We are excited to share several research papers on the Julia and Flux machine learning ecosystem, to be presented at the NIPS Systems for ML Workshop. Since initially proposing the need for a first-class language and ecosystem for machine learning (ML), we have made considerable progress, including the ability to take gradients of arbitrary computations by leveraging Julia’s compiler, and compiling the resulting programs to specialized hardware such as Google’s Tensor Processing Units.

Here we talk about these papers and the projects that have brought these to life, namely: Flux.jl [paper], Zygote.jl [paper] and XLA.jl [paper].

Flux.jl is a library that gives a fresh take on machine learning as it exposes powerful tools to the user in a non-intrusive manner while remaining completely hackable, right to its core.

“Careful design of the underlying automatic differentiation allows freely mixing mathematical expressions, built-in and custom layers and algorithms with control flow in one model. This makes Flux unusually easy to extend to new problems.”

Flux plays nicely with the entire Julia ecosystem, leveraging Julia’s multiple dispatch to make sharing types and data between Flux and many widely used array types transparent (eg. CuArrays for effortless translation of models and data to the GPU). It even lets users extend Julia’s compiler and write custom GPU kernels within the same program.

In the Flux paper, we demonstrate the ease with which one is able to take advantage of the underlying ecosystem to express ideas and complicated thoughts. One example is how Flux models can be learned with custom training loops that can house arbitrary logic, including more complex gradient flows than a typical machine learning framework might support.

for x, c, d in training_set
c_hat, d_hat = model(x)
c_loss = loss(c_hat, y) + λ*loss(d_hat, 1 - d)
d_loss = loss(d_hat, d)
back!(c_loss)
back!(d_loss)
opt()
end


Flux.jl has been shown to run on par with contemporary deep learning libraries while being dramatically simpler, providing intelligent abstractions and maintaining a minimalist API.

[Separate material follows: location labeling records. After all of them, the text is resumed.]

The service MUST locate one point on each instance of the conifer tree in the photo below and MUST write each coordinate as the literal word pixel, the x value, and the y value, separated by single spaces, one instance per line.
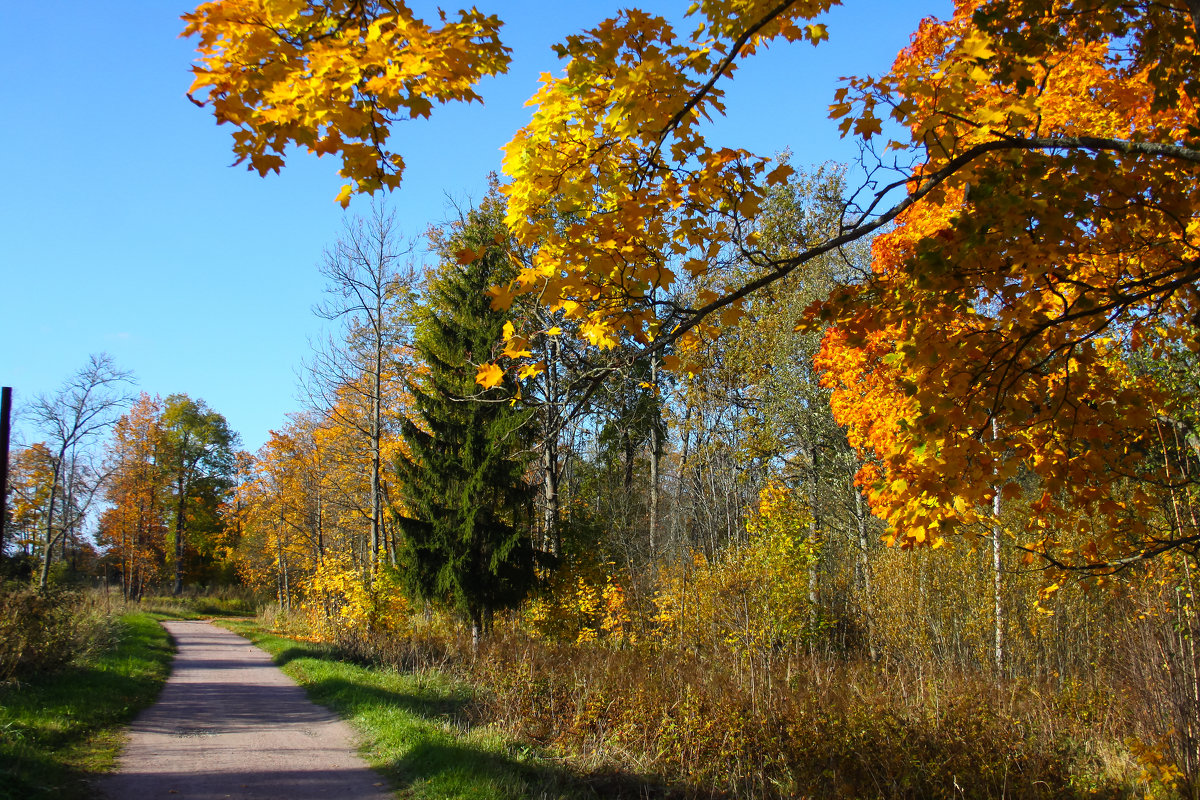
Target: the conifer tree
pixel 466 503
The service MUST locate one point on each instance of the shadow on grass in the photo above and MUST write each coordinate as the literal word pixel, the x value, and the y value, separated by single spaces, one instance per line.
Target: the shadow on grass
pixel 352 698
pixel 437 768
pixel 59 731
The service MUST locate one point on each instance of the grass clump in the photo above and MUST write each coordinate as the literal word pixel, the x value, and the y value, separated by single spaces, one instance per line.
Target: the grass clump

Calculating derivatives is a recurrent and intensive task while training any large model, and compiler level optimisations for differentiable code have seen a recent surge in interest. Automatic Differentiation, a topic of much interest in the current ML landscape, can be used almost transparently when hooked into the language compiler.

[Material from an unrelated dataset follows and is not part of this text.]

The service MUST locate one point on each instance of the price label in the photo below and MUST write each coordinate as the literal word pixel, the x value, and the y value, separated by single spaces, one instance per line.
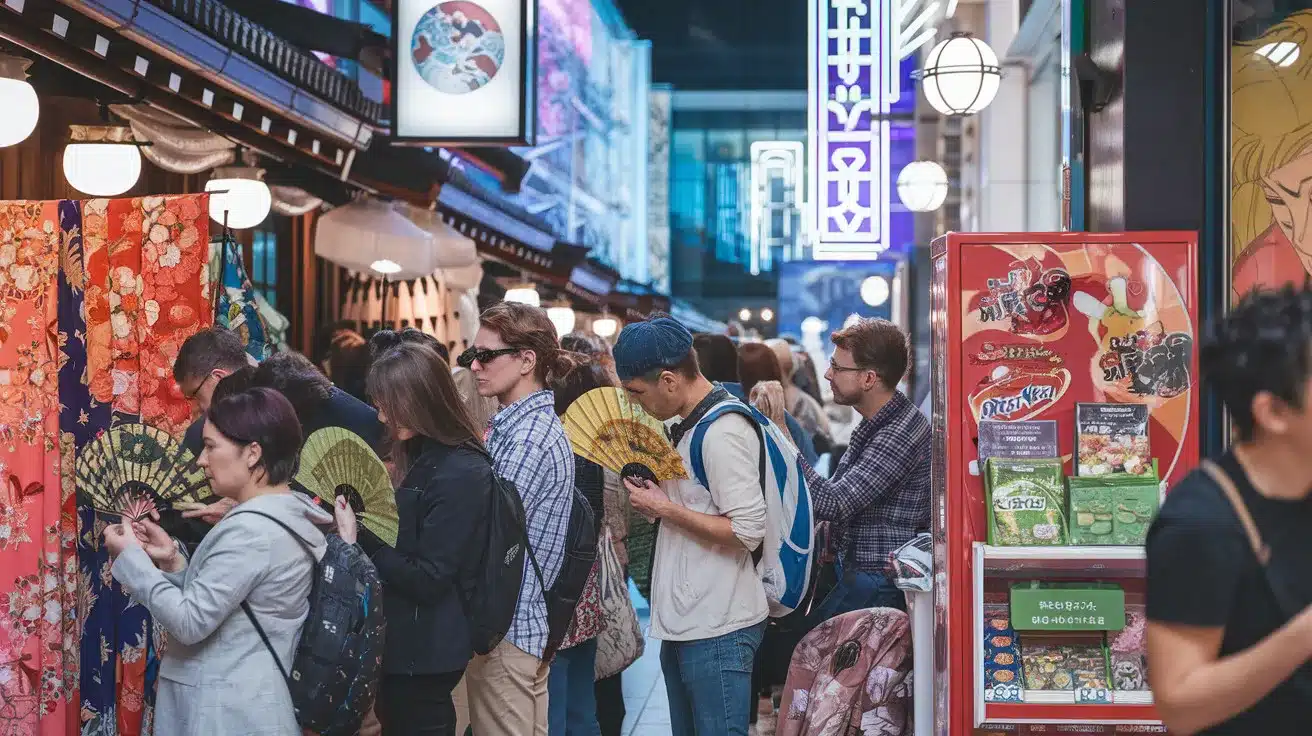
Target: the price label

Zygote.jl is one such example of doing source-to-source transformations of the Static Single Assignment (SSA) form, taking advantage of many of the recent improvements made to the base Julia compiler. Similar efforts such as Capstan.jl showcase an alternative application of these same compiler primitives toward automatic differentiation for different applications.

Zygote transparently generates adjoint code for arbitrary Julia functions, sacrificing neither speed nor the dynamism of the full Julia language. It interacts directly with Julia’s existing compiler and utilizes its full set of optimisation heuristics. It exposes a familiar interface, making usage extremely simple, as shown by the following example:

>>> @code_llvm derivative(x -> 5x+3, 1)
define i64 @"julia_#625_38792"(i64)
{ top:
ret i64 5
}


It enables reverse mode AD while preserving existing language semantics. The Zygote paper also presents some benchmarks for simple functions against contemporary methods.

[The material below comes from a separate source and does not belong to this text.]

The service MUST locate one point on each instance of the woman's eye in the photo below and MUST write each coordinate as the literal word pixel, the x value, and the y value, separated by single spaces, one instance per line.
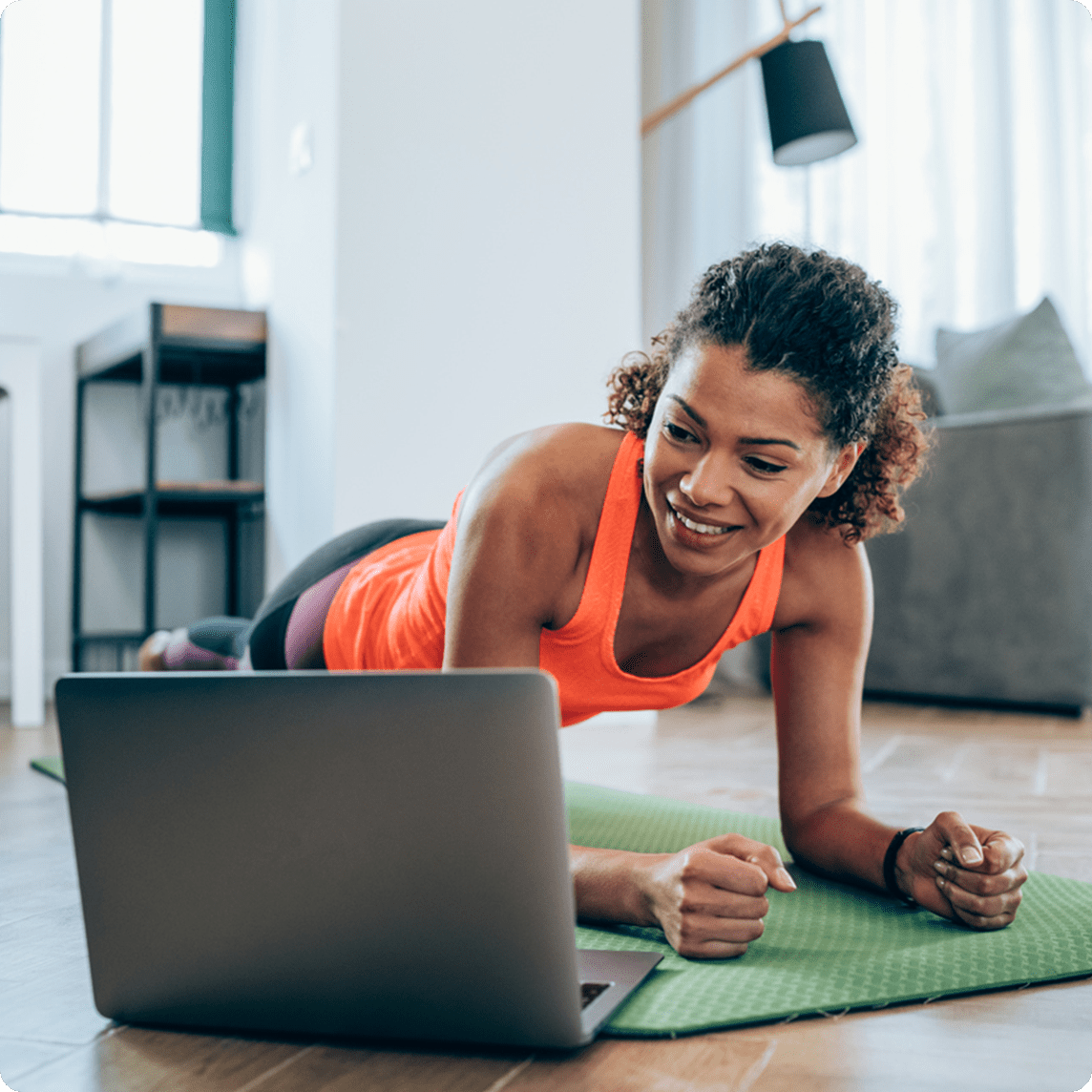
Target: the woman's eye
pixel 676 432
pixel 764 467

“It opens up the opportunity for robust traditional compiler techniques to be extended to machine learning, enabling kernel fusion or compilation for accelerators with no artificial limitations on the kinds of models that researchers can express.
This combination has not previously been possible in a high-level, general-purpose programming language.”

XLA.jl, released recently shows the ability to repurpose the Julia compiler to target Google’s TPUs.

This package combines the simple and elegant Flux models, applies Zygote’s AD and offloads the entire forward and backward pass onto the TPU for the utmost speed, bringing the entire story full circle. The XLA paper details its methodology, using Google’s latest XRT API to compile Julia code to XLA IR. It explains how the forward and backward passes are generated, as well as handling things such as control flow and compiling dynamic Julia code down to static sub-segments for execution on the TPU.

“Targeting TPUs using our compiler, we are able to evaluate the VGG19 forward pass on a batch of 100 images in 0.23s”

XLA.jl is written in under 1000 lines of code, a truly impressive feat considering the opportunities it opens up. It also shines a light on the language’s expressive power.

# An HLO operand that generates a random
# uniform random number of the specificed
# shape and element type:
struct HloRng <: HloOp{:rng}
Type
Shape
end

"""A function that adds random numbers to
each entry of a 1000x1000 matrix"""
A::XRTArray{Float32, (1000, 1000), 2}
random = $(HloRng(Float32,(1000, 1000)))() result =$(HloAdd())(random, A)
return result
end


Google cloud TPUs provide an efficient, extremely high-performance computational platform able to dramatically speed up the demanding task of training models. From the BFloat16s.jl package which allows prototyping of algorithms on CPUs to check algorithmic stability with the restricted precision available within TPUs, to the internal compiler and related ML ecosystem, Julia supports a dynamic, familiar and high-performance environment for taking advantage of this special hardware. The progress made within the past few months and the recognition received have us very excited about the future of machine learning in the Julia ecosystem and the world at large.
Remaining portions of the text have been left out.